TEMPO.CO, Semarang - Ketua Majelis Ulama Indonesia (MUI ) Jawa Tengah Ahmad Daroji mengimbau panitia tidak menjual semua fisik hewan sembelihannya. Imbauan Daroji itu sengaja disampaikan untuk menghindari kesalahan umat Islam yang hendak menyelenggarakan kurban saat Idul Adha.
“Jangan menjual tulang, kulit, dan kepala. Jangan juga (tulang, kulit, dan kepala) dijadikan sebagai upah bagi penyembelih,” kata Daroji, Minggu, 4 September 2016.
Ia meminta panitia mewaspadai pembelian jenis fisik hewan kurban nondaging itu. “Kecuali penyembelihnya orang setempat, bagian dia (penyembelih) jangan sampai dianggap ganti ongkos,” ucap Daroji.

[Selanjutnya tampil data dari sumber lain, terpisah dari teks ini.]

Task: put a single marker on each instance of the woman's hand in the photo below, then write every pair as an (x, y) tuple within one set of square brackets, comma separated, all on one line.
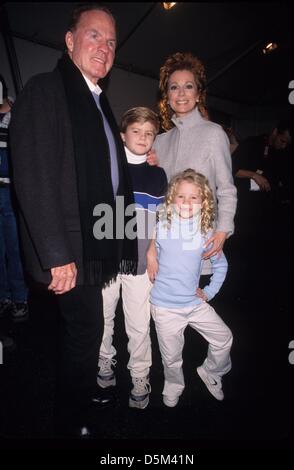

Menurut Daroji, penjualan fisik hewan kurban dilarang, kecuali jika sudah di luar momentum Idul Adha. Ia menjelaskan, kepemilikan fisik hewan kurban, seperti kepala, tulang, dan kulit, bisa dijual setelah diserahkan kepada takmir masjid untuk kepentingan pengelolaan tempat ibadah.
Ia mencontohkan, penjualan boleh dilakukan ketika masjid membutuhkan biaya pemeliharaan. Namun Daroji menegaskan, penjualan bukan saat proses penyembelihan dan pembagian daging hewan kurban. “Panitia menyerahkan dulu kepada takmir,” ujarnya.
Memasuki momentum Idul Adha, MUI Jawa Tengah menggelar sejumlah agenda sosialisasi yang terkait dengan kegiatan kurban. Salah satu kegiatan yang digelar adalah menyelenggarakan kursus penyembelihan hewan kurban di beberapa tempat.
Program pelatihan itu melibatkan pengelola rumah pemotongan hewan, dinas peternakan, dan mubalig kampung yang selama ini biasa menyembelih hewan kurban. Selain menggelar pelatihan, MUI memberi sosialisasi kepada publik soal cara memahami kriteria hewan ternak yang hendak dikurbankan.
Sosialisasi itu menginformasikan ciri-ciri fisik hewan kurban melalui pemahaman tingkat kedewasaan. “Mulai ciri susunan gigi hewan hingga identifikasi kesehatan,” tuturnya.
Sosialisasi itu juga berlaku bagi penjual hewan ternak agar tak mementingkan bisnis semata, tapi juga memenuhi kriteria yang disyaratkan agama. Daroji menyebutkan, selain harus menjual hewan kurban yang telah dewasa dan tak berpenyakit, penjual dilarang menjual hewan ternak yang kondisinya kurus.
Kepala Dinas Peternakan dan Kesehatan Hewan Provinsi Jawa Tengah Agus Waryanto menyatakan pihaknya sengaja melibatkan MUI. Kerja sama dengan MUI khusus untuk merekomendasikan cara menyembelih hewan kurban secara syar’i dan lebih sehat.
“MUI yang lebih tahu bagaimana proses menyembelih hewan kurban itu lebih afdol dan sehat,” kata Agus.
Sejumlah rekomendasi yang diberikan MUI di antaranya cara penyembelihan yang harus menghadap kiblat (ke barat sesuai dengan arah Kota Mekah, Saudi Arabia). “Intinya memenuhi syarat ASUH: aman, sehat, utuh, dan halal,” ucap Agus.
Menurut Agus, rekomendasi MUI itu dinilai penting. Sebab, selain sesuai dengan aturan agama, itu baik untuk menghindari penularan penyakit dari hewan kurban ke manusia. Selain itu, pihaknya berharap daging hewan kurban yang dipotong berkualitas.
Selain melibatkan MUI, Dinas Peternakan Jawa Tengah mengeluarkan aturan bahwa hewan kurban yang sudah disembelih harus dipastikan benar-benar mati. Hal itu untuk mencegah penularan penyakit hewan khusus cacing hati yang sering muncul dan mudah menular ke manusia. “Sebelum disembelih, hewan kurban dipuasakan 12 jam,” ujarnya.